Closed mariodirenzo closed 1 year ago
That's not a bug. A delta of 0
means "don't care". In order to say you don't want any padding then you need to give a negative delta. I even wrote that down here:
https://gitlab.com/StanfordLegion/legion/-/blob/master/runtime/legion/legion_constraint.h?ref_type=heads#L704-707
Also note that that commit didn't change those semantics, just better abided by them.

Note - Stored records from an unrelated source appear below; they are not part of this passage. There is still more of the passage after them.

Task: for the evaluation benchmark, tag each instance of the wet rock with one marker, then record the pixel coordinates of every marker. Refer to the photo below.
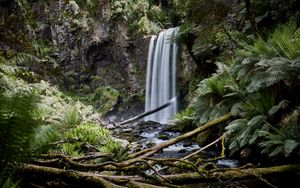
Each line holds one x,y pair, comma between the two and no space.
187,144
150,144
182,151
163,136
110,126
124,143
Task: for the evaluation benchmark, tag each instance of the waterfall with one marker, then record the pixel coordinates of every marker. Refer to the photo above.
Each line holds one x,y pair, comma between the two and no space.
161,76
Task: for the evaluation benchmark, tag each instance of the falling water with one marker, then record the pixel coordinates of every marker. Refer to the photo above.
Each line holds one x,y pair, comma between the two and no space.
161,76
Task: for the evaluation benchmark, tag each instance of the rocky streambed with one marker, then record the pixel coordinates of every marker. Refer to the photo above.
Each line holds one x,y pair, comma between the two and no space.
142,135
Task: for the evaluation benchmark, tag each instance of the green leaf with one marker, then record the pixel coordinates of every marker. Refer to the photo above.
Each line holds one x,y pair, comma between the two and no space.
289,146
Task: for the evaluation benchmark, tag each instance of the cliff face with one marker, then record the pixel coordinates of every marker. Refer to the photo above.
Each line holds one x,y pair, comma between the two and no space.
93,50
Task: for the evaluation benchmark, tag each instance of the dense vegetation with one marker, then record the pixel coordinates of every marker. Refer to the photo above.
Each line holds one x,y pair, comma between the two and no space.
247,58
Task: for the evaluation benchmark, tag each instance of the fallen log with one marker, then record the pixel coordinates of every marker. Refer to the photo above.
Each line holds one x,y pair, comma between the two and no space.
150,151
224,174
170,102
68,175
232,173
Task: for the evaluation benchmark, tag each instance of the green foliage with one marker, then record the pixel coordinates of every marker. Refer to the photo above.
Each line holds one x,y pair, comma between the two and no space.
184,119
17,122
135,14
284,42
283,141
215,96
83,138
11,184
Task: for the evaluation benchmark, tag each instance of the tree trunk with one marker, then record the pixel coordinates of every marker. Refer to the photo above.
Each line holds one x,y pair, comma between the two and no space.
251,15
150,151
170,102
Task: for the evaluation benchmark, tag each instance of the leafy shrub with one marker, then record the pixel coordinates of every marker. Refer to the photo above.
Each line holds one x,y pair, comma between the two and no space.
17,123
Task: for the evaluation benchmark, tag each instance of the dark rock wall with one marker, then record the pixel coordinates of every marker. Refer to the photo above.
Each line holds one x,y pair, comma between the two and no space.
93,50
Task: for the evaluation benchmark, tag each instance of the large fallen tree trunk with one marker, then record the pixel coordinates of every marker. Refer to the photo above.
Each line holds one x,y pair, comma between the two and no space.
170,102
232,173
150,151
67,175
185,178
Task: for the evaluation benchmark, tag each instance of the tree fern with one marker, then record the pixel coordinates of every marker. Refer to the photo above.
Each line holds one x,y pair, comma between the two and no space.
282,142
215,96
17,122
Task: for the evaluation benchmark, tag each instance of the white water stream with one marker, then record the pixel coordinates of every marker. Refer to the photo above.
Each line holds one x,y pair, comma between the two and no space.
161,76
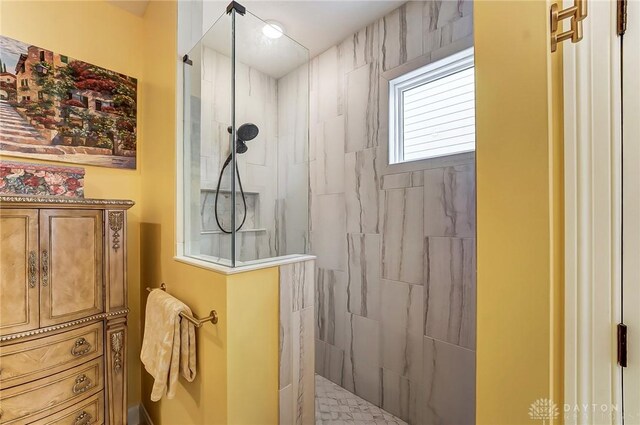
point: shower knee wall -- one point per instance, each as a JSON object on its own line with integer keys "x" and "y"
{"x": 395, "y": 280}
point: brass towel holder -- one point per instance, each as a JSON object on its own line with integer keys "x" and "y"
{"x": 576, "y": 14}
{"x": 212, "y": 317}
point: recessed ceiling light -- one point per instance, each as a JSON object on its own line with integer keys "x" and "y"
{"x": 273, "y": 29}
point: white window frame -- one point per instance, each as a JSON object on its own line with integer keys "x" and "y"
{"x": 423, "y": 75}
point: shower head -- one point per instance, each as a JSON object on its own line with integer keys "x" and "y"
{"x": 244, "y": 133}
{"x": 247, "y": 132}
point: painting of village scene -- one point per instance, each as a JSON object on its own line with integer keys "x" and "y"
{"x": 58, "y": 108}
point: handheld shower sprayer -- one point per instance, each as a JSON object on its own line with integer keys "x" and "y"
{"x": 244, "y": 133}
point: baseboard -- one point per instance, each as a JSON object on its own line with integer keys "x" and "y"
{"x": 144, "y": 416}
{"x": 133, "y": 415}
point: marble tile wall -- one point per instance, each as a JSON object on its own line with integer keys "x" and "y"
{"x": 257, "y": 102}
{"x": 296, "y": 359}
{"x": 395, "y": 279}
{"x": 274, "y": 171}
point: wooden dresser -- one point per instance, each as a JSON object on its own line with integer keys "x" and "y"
{"x": 63, "y": 311}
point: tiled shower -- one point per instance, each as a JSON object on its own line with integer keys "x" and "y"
{"x": 395, "y": 279}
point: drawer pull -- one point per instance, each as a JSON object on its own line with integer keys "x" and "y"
{"x": 33, "y": 269}
{"x": 82, "y": 384}
{"x": 81, "y": 347}
{"x": 83, "y": 418}
{"x": 45, "y": 268}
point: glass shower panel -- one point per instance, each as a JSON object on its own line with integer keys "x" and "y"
{"x": 272, "y": 93}
{"x": 246, "y": 137}
{"x": 209, "y": 115}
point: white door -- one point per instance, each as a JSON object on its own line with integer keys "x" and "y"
{"x": 631, "y": 211}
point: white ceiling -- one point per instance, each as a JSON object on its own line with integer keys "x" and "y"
{"x": 315, "y": 24}
{"x": 318, "y": 25}
{"x": 137, "y": 7}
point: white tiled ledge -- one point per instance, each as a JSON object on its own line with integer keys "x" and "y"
{"x": 246, "y": 266}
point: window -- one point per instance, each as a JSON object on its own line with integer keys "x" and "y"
{"x": 84, "y": 100}
{"x": 432, "y": 110}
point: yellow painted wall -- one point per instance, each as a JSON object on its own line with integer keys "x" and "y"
{"x": 231, "y": 370}
{"x": 519, "y": 210}
{"x": 253, "y": 332}
{"x": 237, "y": 380}
{"x": 104, "y": 35}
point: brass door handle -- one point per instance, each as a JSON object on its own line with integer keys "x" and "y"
{"x": 82, "y": 419}
{"x": 80, "y": 347}
{"x": 33, "y": 270}
{"x": 83, "y": 383}
{"x": 45, "y": 268}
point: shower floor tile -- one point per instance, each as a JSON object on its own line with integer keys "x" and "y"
{"x": 337, "y": 406}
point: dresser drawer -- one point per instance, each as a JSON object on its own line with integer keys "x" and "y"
{"x": 87, "y": 412}
{"x": 37, "y": 400}
{"x": 28, "y": 361}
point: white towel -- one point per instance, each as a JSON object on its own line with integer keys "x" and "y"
{"x": 169, "y": 343}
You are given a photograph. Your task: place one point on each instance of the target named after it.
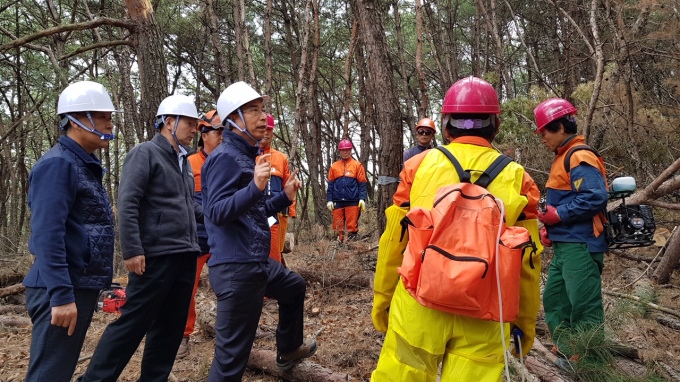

I've evidence that your version of the function allows the runtime to map region requirements with padding constraints on instances without padding. Note that such mappings were not allowed before 1626f5638181c210bc1b74c96838b05e5339ba6d
and should not be allowed
map region requirements with padding constraints
Non-zero padding constraints? Also, you're sure the safe mapper checks are on? They are off by default in release mode. Without them the runtime will let you do all sorts of illegal things.
It's worth noting that the old code was overly strict compared to the documented semantics. If you were relying on 0
bounds before to mean that there was no padding it would have worked but the implementation was inconsistent with the documentation. Your proposed fix is also overly strict and doesn't handle the cases with zero or negative values correctly.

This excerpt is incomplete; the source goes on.